Dem tschechischen Ex-Regierungschef Andrej Babiš wird im Fall seiner Luxusresidenz Beihilfe zum Subventionsbetrug vorgeworfen. Seitdem reist er im Wohnmobil durch das Land

Aus Prag Alexandra Mostyn

Seit knapp einem Monat ist Tschechiens Ex-Ministerpräsident Andrej Babiš im Wohnmobil auf Achse.
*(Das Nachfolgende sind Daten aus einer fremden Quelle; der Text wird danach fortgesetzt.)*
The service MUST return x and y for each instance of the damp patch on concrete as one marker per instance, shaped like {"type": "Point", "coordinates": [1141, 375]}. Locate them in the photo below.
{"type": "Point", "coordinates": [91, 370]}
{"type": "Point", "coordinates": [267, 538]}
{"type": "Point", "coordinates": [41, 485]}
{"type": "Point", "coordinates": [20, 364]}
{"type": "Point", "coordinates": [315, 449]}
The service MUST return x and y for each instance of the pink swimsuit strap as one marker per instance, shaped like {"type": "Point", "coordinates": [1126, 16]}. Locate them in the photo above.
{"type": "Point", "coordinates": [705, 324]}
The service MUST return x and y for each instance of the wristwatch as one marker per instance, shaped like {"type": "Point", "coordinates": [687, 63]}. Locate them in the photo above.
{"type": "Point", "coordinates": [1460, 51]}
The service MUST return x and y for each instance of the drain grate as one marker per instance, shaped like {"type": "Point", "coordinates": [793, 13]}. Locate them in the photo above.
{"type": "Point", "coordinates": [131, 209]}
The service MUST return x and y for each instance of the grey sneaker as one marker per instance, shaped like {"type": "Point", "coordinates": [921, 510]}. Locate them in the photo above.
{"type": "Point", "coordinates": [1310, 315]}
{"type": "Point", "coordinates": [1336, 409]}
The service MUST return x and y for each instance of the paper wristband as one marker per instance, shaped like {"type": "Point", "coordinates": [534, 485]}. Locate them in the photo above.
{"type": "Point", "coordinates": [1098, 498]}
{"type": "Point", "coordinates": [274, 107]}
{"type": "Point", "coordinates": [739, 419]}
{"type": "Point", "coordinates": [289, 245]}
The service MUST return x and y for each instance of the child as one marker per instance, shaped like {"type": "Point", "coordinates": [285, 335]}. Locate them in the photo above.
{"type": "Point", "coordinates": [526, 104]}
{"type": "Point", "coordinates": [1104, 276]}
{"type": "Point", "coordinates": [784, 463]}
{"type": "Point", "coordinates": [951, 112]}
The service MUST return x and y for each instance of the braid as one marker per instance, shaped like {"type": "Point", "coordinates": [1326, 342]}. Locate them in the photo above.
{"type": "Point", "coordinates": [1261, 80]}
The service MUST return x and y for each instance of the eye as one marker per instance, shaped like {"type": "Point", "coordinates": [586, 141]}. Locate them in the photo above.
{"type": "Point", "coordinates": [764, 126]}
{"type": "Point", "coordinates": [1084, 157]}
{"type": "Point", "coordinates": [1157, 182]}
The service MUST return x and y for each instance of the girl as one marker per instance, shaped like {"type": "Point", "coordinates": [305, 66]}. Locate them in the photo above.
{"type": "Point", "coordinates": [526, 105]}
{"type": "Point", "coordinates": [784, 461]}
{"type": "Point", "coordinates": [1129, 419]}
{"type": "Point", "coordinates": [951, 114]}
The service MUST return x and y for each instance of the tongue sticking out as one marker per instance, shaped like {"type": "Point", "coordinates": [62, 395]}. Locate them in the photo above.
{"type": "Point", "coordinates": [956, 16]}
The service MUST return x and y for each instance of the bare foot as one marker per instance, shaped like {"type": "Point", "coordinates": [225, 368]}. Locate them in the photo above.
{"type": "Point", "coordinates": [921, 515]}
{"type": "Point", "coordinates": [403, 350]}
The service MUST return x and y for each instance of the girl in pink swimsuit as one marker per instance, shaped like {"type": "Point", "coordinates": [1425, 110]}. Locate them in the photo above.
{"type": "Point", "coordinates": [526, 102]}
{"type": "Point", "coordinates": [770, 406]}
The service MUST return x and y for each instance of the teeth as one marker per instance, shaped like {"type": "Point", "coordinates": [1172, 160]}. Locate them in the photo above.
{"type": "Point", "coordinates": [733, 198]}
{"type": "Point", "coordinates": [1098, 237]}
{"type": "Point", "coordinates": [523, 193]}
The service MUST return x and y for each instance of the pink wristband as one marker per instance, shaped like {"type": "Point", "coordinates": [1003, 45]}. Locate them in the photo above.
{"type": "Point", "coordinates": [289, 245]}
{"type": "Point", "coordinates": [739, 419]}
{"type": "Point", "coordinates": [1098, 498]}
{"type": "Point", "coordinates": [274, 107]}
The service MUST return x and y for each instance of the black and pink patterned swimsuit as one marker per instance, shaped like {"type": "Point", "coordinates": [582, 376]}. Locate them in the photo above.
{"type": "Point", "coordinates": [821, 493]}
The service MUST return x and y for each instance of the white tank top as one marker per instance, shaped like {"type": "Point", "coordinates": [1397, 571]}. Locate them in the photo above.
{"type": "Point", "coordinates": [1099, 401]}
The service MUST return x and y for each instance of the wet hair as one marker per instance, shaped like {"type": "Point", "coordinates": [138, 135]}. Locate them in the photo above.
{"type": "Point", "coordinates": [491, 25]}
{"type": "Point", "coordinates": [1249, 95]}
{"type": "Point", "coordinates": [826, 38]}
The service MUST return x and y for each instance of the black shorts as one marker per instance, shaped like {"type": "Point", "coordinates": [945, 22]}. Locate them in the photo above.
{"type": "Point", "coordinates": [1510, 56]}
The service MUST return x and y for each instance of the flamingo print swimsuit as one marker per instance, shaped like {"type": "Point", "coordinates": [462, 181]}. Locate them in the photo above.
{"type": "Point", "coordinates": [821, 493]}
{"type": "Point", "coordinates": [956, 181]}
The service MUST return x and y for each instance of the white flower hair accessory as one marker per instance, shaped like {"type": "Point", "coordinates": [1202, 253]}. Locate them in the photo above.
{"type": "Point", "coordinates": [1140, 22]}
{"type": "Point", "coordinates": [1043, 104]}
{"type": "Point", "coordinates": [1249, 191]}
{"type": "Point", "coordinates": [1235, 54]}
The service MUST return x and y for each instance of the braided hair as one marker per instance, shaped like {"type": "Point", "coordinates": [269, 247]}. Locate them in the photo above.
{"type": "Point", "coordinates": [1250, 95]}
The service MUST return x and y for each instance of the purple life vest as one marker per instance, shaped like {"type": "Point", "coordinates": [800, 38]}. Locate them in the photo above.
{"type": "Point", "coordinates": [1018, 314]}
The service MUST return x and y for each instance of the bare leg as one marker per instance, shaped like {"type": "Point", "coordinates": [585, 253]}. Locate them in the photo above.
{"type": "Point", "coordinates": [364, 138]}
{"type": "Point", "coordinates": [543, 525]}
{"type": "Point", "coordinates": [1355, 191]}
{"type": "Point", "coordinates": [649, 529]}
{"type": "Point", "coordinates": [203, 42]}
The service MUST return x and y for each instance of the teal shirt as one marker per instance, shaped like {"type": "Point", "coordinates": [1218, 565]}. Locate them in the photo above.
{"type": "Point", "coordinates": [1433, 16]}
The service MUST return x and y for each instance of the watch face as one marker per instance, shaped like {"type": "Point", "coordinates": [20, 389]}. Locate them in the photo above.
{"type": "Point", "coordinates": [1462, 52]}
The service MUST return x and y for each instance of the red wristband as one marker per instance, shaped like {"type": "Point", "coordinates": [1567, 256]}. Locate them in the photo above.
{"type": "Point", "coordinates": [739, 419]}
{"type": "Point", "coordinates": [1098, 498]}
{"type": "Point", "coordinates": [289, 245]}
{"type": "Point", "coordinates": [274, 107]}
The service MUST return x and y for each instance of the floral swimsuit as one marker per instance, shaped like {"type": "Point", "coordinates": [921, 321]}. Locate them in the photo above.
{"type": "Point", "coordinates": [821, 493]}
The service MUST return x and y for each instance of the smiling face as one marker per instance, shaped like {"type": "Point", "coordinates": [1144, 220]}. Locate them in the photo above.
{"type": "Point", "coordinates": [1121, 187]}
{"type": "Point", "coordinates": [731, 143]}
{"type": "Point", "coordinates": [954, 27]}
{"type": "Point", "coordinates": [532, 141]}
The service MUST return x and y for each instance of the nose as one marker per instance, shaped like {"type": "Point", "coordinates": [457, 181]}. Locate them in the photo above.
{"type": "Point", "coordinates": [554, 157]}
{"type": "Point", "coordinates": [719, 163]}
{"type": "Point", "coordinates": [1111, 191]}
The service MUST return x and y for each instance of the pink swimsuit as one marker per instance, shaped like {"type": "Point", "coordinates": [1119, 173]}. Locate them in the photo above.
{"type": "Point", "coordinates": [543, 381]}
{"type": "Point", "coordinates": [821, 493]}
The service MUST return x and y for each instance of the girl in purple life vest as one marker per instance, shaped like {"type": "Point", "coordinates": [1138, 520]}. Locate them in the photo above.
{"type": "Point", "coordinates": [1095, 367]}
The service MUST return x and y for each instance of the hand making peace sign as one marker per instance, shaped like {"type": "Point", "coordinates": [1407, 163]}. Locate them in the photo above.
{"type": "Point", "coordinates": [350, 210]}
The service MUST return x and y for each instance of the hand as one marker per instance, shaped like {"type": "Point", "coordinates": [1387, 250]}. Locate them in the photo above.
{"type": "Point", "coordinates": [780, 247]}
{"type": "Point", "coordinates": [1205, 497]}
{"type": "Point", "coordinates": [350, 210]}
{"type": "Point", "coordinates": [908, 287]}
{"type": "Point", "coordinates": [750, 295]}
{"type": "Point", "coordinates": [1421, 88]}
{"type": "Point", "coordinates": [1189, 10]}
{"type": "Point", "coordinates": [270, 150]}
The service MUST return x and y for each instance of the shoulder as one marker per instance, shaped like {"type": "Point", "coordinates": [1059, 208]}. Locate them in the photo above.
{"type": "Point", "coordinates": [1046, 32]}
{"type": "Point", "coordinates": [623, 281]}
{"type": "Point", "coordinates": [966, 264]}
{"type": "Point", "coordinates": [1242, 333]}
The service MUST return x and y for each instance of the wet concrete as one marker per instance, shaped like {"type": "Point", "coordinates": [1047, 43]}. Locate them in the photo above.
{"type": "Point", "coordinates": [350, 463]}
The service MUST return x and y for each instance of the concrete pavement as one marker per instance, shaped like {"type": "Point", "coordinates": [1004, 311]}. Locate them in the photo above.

Statt dröger Sitzungen im Prager Abgeordnetenhaus, dem er nach seiner knappen Wahlschlappe vergangenen Herbst, als Vorsitzender der ANO-Partei weiterhin angehört, lebt der 67-Jährige lieber das Abenteuer Landstraße. „Ich kehre zurück ins Jahr 2013, als ich auch durch die ganze Republik gereist bin“, lachte Babiš bei seiner Abfahrt Mitte Mai noch in die Kameras.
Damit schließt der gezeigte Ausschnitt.